On Mon, Apr 03, 2023 at 07:19:15PM +0200, Maciej Fijalkowski wrote:
> On Sun, Apr 02, 2023 at 09:38:37PM +0200, Gerhard Engleder wrote:
> 
> Hey Gerhard,
> 
> > Add support for XSK zero-copy to RX path. The setup of the XSK pool can
> > be done at runtime. If the netdev is running, then the queue must be
> > disabled and enabled during reconfiguration.

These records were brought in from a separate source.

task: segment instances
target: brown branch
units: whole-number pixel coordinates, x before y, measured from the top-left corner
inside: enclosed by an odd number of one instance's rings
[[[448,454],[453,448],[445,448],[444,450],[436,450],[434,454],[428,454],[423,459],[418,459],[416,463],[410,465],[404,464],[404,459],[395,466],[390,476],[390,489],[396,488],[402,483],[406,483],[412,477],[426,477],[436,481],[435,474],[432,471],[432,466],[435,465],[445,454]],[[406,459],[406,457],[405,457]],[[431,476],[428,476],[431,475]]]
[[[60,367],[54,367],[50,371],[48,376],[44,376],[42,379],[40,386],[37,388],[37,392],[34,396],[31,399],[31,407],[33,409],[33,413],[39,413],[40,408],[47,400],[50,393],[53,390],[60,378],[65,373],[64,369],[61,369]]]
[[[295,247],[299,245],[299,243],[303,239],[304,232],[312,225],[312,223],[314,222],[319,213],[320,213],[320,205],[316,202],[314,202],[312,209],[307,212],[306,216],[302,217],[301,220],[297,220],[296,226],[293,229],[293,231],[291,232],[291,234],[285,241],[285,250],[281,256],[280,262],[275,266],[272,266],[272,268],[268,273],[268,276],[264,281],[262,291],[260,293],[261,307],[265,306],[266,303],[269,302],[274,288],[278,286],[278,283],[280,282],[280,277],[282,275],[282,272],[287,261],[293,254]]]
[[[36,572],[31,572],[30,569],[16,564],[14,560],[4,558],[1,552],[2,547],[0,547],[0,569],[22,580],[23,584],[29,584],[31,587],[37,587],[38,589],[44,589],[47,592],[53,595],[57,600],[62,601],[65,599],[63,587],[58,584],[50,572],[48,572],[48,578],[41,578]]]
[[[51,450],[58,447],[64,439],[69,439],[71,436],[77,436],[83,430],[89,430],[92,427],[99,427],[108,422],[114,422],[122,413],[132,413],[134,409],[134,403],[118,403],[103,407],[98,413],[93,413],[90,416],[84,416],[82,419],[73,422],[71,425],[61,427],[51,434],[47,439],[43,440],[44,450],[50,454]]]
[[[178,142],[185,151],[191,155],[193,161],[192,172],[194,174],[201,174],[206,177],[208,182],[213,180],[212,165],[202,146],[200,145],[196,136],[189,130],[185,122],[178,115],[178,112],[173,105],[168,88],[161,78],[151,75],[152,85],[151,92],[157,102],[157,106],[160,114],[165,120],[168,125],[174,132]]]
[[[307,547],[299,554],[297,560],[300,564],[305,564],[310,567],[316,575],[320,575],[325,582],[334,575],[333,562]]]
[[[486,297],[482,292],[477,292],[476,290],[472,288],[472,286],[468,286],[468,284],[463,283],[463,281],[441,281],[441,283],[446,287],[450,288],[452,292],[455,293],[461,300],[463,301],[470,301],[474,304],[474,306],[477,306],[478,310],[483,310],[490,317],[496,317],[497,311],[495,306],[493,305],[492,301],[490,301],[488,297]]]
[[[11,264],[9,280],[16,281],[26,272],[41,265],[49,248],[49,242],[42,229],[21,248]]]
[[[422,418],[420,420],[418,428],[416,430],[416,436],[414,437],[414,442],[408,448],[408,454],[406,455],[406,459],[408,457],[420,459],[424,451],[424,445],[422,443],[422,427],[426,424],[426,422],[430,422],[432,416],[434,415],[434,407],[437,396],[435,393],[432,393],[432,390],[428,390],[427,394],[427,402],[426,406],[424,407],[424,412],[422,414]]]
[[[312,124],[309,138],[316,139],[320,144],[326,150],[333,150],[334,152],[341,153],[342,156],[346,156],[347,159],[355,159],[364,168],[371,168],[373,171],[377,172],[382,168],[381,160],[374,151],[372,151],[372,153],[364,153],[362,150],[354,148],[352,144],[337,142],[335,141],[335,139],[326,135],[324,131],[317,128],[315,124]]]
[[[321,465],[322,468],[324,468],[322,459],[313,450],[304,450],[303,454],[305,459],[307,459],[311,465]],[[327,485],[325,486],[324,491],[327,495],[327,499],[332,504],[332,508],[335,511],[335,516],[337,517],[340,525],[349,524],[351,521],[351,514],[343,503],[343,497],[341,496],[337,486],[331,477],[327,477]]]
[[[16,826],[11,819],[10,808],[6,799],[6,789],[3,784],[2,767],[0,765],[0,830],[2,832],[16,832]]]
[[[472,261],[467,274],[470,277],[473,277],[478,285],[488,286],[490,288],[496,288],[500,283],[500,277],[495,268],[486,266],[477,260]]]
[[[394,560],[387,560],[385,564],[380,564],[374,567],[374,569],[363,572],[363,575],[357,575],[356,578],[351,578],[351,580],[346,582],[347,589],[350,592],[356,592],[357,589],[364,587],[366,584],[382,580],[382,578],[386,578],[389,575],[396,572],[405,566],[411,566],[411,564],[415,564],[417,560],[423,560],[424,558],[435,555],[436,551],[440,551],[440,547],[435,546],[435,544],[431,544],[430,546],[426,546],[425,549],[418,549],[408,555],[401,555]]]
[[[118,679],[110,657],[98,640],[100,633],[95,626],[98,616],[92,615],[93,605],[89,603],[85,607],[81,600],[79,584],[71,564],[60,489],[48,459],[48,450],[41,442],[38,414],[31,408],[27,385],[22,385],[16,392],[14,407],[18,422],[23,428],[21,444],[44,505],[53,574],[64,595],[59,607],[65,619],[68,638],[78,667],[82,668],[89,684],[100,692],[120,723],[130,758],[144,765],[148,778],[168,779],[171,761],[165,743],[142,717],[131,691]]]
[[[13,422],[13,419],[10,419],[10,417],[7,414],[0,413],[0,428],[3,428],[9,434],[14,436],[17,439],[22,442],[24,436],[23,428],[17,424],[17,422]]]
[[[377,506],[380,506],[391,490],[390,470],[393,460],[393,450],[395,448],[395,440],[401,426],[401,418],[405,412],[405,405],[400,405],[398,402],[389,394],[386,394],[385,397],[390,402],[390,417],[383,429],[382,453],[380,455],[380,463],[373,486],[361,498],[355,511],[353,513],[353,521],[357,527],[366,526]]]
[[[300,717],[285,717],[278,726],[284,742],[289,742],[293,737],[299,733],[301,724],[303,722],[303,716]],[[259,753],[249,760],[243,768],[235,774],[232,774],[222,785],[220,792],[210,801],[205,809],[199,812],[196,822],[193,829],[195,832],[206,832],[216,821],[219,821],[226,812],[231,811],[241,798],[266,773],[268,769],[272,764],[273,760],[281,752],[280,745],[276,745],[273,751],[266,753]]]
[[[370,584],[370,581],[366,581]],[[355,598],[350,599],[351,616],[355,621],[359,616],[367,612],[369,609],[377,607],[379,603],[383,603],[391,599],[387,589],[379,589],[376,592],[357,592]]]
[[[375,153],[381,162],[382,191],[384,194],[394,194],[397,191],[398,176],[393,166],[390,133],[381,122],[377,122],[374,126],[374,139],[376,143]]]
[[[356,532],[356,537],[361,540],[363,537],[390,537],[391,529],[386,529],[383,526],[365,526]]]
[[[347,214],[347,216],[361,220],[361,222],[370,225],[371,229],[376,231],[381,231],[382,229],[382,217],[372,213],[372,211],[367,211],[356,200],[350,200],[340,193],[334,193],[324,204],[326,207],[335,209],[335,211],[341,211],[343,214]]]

This can be done easily
> > with functions introduced in previous commits.
> > 
> > A more important property is that, if the netdev is running, then the
> > setup of the XSK pool shall not stop the netdev in case of errors. A
> > broken netdev after a failed XSK pool setup is bad behavior. Therefore,
> > the allocation and setup of resources during XSK pool setup is done only
> > before any queue is disabled. Additionally, freeing and later allocation
> > of resources is eliminated in some cases. Page pool entries are kept for
> > later use. Two memory models are registered in parallel. As a result,
> > the XSK pool setup cannot fail during queue reconfiguration.
> > 
> > In contrast to other drivers, XSK pool setup and XDP BPF program setup
> > are separate actions. XSK pool setup can be done without any XDP BPF
> > program. The XDP BPF program can be added, removed or changed without
> > any reconfiguration of the XSK pool.
> 
> I won't argue about your design, but I'd be glad if you would present any
> perf numbers (ZC vs copy mode) just to give us some overview how your
> implementation works out. Also, please consider using batching APIs and
> see if this gives you any boost (my assumption is that it would).
> 
> > 
> > Signed-off-by: Gerhard Engleder <gerhard@engleder-embedded.com>
> > ---
> >  drivers/net/ethernet/engleder/tsnep.h      |   7 +
> >  drivers/net/ethernet/engleder/tsnep_main.c | 432 ++++++++++++++++++++-
> >  drivers/net/ethernet/engleder/tsnep_xdp.c  |  67 ++++
> >  3 files changed, 488 insertions(+), 18 deletions(-)

(...)

> > +
> >  static bool tsnep_xdp_run_prog(struct tsnep_rx *rx, struct bpf_prog *prog,
> >  			       struct xdp_buff *xdp, int *status,
> > -			       struct netdev_queue *tx_nq, struct tsnep_tx *tx)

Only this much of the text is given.